Le problème de droit

La question qui a pu se poser dans le cadre de cet arrêt du 2 mars 1962 était celle de savoir quelle est la valeur accordée aux décisions prises par le président de la République lorsque ce dernier décide d'appliquer l'article 16 de la Constitution.


L'arrêt

Cet arrêt fait suite à une tentative de putsch à Alger. Le président de la République, Charles de Gaulle a décidé tout d'abord de mettre en application l'article 16 susmentionné ainsi que la création d'un tribunal militaire afin de lui permettre de juger des militaires ayant participé au putsch. Le sieur Rubin de Servens ayant été condamné par ce tribunal, celui-ci a demandé à la Haute juridiction d'annuler pour excès de pouvoir la décision prise par le président de la République d'instituer ledit tribunal ainsi que soit ordonné le sursis à son exécution.

Or les juges du Conseil d'État ont considéré que l'administration ne pouvait connaître un tel contrôle et a par conséquent refusé de se prononcer sur la légalité de la décision prise par le Chef de l'État.


Que retenir précisément de cette décision du Conseil d'État ?

Le juge administratif a considéré que la décision de mettre en application l'article 16 de la Constitution constitue un acte de gouvernement insusceptible de recours.

Mais qu'est-ce alors qu'un acte de gouvernement ? Celui-ci constitue un acte qui se situe hors de la hiérarchie des normes. Cet acte concerne précisément l'exercice du pouvoir exécutif dans sa fonction gouvernementale. En fait, l'acte ne concerne pas la fonction administrative du pouvoir exécutif : l'acte de gouvernement n'est alors pas susceptible de recours.

L'arrêt Rubin de Servens est un arrêt de principe en ce qu'il est précis sur la nature juridique de la décision initiale de mise en oeuvre de l'article 16 de la Constitution ainsi que celle des mesures qui sont prises en application de cet article.

En effet, ces derniers sont des actes législatifs et ainsi, il n'appartient pas au juge administratif d'en connaître puisque ces actes interviennent dans le cadre de l'article 34 de la même Constitution prévoyant le domaine de la loi. Si la mesure était entrée dans le champ de compétence du réglementaire et donc de l'article 37 de la Constitution, alors le juge administratif aurait été en mesure d'en connaître.

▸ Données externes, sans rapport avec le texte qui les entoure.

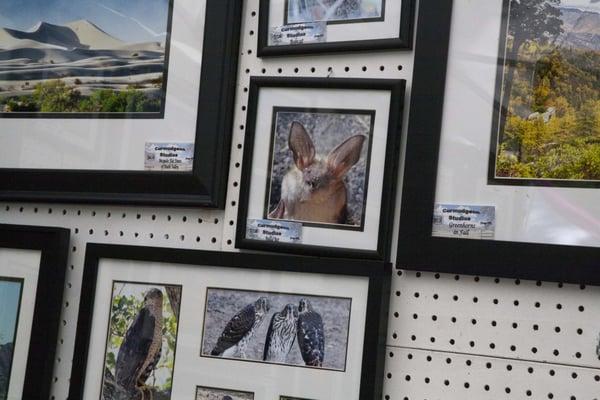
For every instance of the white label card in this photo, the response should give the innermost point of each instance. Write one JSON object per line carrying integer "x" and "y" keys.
{"x": 467, "y": 222}
{"x": 274, "y": 231}
{"x": 304, "y": 33}
{"x": 176, "y": 157}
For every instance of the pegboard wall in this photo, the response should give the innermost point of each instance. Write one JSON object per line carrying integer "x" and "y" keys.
{"x": 450, "y": 337}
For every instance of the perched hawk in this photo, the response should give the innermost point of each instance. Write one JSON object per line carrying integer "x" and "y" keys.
{"x": 281, "y": 334}
{"x": 240, "y": 329}
{"x": 140, "y": 351}
{"x": 311, "y": 336}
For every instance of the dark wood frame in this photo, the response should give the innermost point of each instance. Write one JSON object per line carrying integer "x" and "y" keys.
{"x": 390, "y": 174}
{"x": 53, "y": 244}
{"x": 404, "y": 41}
{"x": 417, "y": 249}
{"x": 205, "y": 185}
{"x": 378, "y": 273}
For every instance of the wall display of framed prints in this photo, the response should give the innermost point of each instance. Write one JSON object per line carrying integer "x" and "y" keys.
{"x": 184, "y": 324}
{"x": 505, "y": 148}
{"x": 317, "y": 26}
{"x": 33, "y": 263}
{"x": 120, "y": 102}
{"x": 320, "y": 166}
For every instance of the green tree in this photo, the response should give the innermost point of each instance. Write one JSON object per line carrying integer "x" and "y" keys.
{"x": 529, "y": 21}
{"x": 56, "y": 96}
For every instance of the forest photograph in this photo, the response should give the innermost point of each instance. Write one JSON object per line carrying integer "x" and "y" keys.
{"x": 141, "y": 344}
{"x": 548, "y": 125}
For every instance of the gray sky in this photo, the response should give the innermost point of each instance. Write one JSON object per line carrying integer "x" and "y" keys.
{"x": 587, "y": 4}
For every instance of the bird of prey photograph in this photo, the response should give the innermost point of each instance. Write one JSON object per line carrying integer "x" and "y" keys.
{"x": 311, "y": 335}
{"x": 281, "y": 334}
{"x": 230, "y": 317}
{"x": 208, "y": 393}
{"x": 240, "y": 329}
{"x": 139, "y": 356}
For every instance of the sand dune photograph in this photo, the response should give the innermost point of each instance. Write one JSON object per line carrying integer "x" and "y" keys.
{"x": 84, "y": 57}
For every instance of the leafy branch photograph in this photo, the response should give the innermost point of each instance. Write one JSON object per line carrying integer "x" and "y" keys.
{"x": 549, "y": 126}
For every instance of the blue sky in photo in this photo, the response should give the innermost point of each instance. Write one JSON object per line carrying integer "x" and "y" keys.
{"x": 131, "y": 21}
{"x": 593, "y": 5}
{"x": 10, "y": 293}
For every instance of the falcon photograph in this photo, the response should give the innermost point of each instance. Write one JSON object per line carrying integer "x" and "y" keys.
{"x": 334, "y": 11}
{"x": 84, "y": 57}
{"x": 10, "y": 300}
{"x": 278, "y": 328}
{"x": 207, "y": 393}
{"x": 547, "y": 130}
{"x": 142, "y": 339}
{"x": 319, "y": 167}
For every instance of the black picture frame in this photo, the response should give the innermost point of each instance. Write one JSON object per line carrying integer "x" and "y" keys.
{"x": 377, "y": 272}
{"x": 417, "y": 249}
{"x": 404, "y": 41}
{"x": 204, "y": 186}
{"x": 53, "y": 245}
{"x": 392, "y": 155}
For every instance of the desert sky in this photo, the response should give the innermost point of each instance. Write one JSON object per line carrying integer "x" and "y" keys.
{"x": 133, "y": 21}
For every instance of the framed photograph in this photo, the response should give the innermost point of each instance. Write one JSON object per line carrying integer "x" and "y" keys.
{"x": 33, "y": 263}
{"x": 502, "y": 167}
{"x": 206, "y": 393}
{"x": 319, "y": 169}
{"x": 317, "y": 26}
{"x": 176, "y": 324}
{"x": 117, "y": 102}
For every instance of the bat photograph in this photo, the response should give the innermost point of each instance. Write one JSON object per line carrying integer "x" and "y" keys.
{"x": 289, "y": 329}
{"x": 319, "y": 167}
{"x": 142, "y": 339}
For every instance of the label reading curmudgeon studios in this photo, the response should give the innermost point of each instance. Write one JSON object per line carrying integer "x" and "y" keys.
{"x": 302, "y": 33}
{"x": 274, "y": 231}
{"x": 175, "y": 157}
{"x": 467, "y": 222}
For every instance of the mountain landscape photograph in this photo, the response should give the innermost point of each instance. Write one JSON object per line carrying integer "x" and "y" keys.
{"x": 548, "y": 128}
{"x": 84, "y": 57}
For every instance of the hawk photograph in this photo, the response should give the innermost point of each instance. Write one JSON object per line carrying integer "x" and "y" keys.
{"x": 141, "y": 344}
{"x": 277, "y": 328}
{"x": 206, "y": 393}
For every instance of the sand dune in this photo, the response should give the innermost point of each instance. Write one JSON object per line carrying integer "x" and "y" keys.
{"x": 79, "y": 53}
{"x": 92, "y": 36}
{"x": 44, "y": 55}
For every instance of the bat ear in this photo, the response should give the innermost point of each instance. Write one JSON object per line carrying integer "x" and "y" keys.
{"x": 301, "y": 145}
{"x": 343, "y": 157}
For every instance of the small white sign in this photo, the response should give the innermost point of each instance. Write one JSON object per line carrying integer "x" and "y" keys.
{"x": 304, "y": 33}
{"x": 467, "y": 222}
{"x": 176, "y": 157}
{"x": 274, "y": 231}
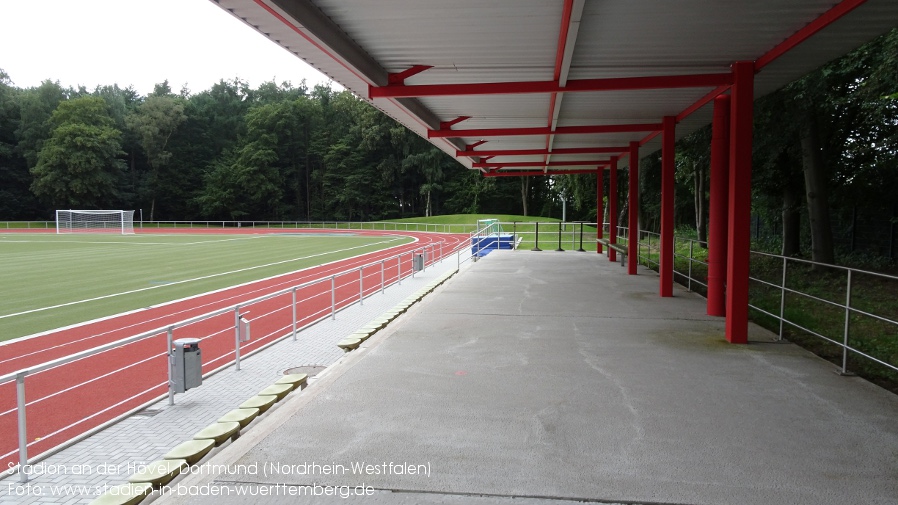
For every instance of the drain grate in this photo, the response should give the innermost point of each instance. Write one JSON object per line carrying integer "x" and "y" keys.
{"x": 147, "y": 412}
{"x": 311, "y": 370}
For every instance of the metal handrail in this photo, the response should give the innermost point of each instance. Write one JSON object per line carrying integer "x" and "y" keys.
{"x": 19, "y": 376}
{"x": 846, "y": 306}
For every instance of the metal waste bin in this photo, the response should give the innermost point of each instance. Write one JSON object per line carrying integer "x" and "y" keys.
{"x": 418, "y": 262}
{"x": 186, "y": 363}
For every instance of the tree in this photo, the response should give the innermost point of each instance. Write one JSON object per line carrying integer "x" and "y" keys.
{"x": 78, "y": 165}
{"x": 153, "y": 122}
{"x": 16, "y": 201}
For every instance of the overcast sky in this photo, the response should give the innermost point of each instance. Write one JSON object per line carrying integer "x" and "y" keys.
{"x": 192, "y": 43}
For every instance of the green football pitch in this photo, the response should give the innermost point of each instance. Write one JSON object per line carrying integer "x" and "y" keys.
{"x": 48, "y": 281}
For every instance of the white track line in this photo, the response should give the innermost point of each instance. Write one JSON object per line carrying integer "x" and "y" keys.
{"x": 190, "y": 280}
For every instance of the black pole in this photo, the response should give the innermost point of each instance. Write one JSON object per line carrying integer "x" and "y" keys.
{"x": 559, "y": 239}
{"x": 536, "y": 240}
{"x": 581, "y": 239}
{"x": 514, "y": 233}
{"x": 892, "y": 232}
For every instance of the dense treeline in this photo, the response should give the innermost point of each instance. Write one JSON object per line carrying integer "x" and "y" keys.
{"x": 277, "y": 152}
{"x": 825, "y": 170}
{"x": 825, "y": 164}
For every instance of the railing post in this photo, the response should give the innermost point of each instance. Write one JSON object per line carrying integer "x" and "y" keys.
{"x": 237, "y": 338}
{"x": 294, "y": 314}
{"x": 783, "y": 298}
{"x": 559, "y": 239}
{"x": 23, "y": 427}
{"x": 169, "y": 353}
{"x": 536, "y": 239}
{"x": 847, "y": 324}
{"x": 689, "y": 282}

Il n'y a alors pas de recours possible contre la décision de mettre en application l'article 16... Il s'agirait d'une sorte de zone de non-droit. Cependant, il apparaît opportun de rappeler que cet article n'a été mis en oeuvre qu'une seule fois depuis l'entrée en vigueur de la Constitution du 4 octobre 1958. En outre, est intervenue le 23 juillet 2008 une révision de la Constitution qui a prévu la création d'un contrôle démocratique sur la durée d'application dudit article. Un certain contrôle est ainsi instauré et au-delà d'une durée de trente jours d'application, le Conseil constitutionnel pourra se prononcer, lorsqu'il aura été saisi par l'un des présidents des deux chambres constituant le Parlement français, le président de l'Assemblée nationale ou le président du Sénat, ou par un groupe de soixante députés ou soixante sénateurs, sur le fait que les conditions d'application sont encore ou non réunies, et ce, plus précisément par un avis public.

Aussi, le Conseil constitutionnel se prononcera de plein droit à l'issue d'un délai de soixante jours d'application de cet article et à tout moment après ce délai.

Cette révision a eu pour effet de limiter les mesures liberticides et autres mesures contrariant les garanties fondamentales des citoyens français.